It’s hard to find the good this holiday season. From domestic political strife to global conflict, it seems violence and division will prove the overarching themes of this dwindling year.
It can be all too easy to focus on the darkness instead of the light, especially in my profession. But a trip to the Muslim Association of Puget Sound (MAPS) in Redmond this week reminded me that for every cruel act that makes headlines, there’s a flood of compassion that often doesn’t.
You may have heard of MAPS because its sign has been vandalized twice in the past three weeks. But I didn’t visit the mosque to talk about acts under investigation as possible hate crimes. I was there to talk about Christmas Eve dinner for the needy.

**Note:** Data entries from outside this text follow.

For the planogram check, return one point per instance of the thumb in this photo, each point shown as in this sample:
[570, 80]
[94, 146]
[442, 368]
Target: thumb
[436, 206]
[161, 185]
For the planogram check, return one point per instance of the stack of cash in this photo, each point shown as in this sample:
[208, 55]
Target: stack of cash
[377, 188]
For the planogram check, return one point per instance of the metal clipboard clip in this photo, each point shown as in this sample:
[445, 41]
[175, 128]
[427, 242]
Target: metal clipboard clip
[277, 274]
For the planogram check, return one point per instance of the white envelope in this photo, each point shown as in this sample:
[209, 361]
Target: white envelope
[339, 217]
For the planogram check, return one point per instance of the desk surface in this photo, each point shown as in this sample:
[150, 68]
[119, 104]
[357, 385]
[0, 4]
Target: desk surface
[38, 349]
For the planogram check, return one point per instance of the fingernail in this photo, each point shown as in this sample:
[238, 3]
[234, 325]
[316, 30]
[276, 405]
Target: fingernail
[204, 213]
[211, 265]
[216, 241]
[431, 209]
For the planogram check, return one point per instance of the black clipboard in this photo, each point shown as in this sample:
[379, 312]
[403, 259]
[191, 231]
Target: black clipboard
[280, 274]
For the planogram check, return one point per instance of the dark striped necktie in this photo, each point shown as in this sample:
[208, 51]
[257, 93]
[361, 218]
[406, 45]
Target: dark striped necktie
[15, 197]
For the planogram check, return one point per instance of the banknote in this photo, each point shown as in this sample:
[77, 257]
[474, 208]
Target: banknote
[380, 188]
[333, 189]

Sheriff is describing the Christmas Eve dinner he and other volunteers will be serving in Seattle to more than 100 people this evening (the space wasn’t available on Saturday).
This multicultural dinner was founded by a Jewish woman and staffed in part by MAPS and its service arm. It’s its fifth year and has become a favorite tradition.
“It really is about putting our faith in action,” says Sheriff. “Christmas Eve is just another occasion when we can share our blessings with others who are less fortunate.”
For his daughter, Nehath Sheriff, who has volunteered at every Christmas Eve dinner since the start, it’s a reminder of what really matters.
“I think that we all take dinner and family for granted,” she said. “It’s a very humbling experience.”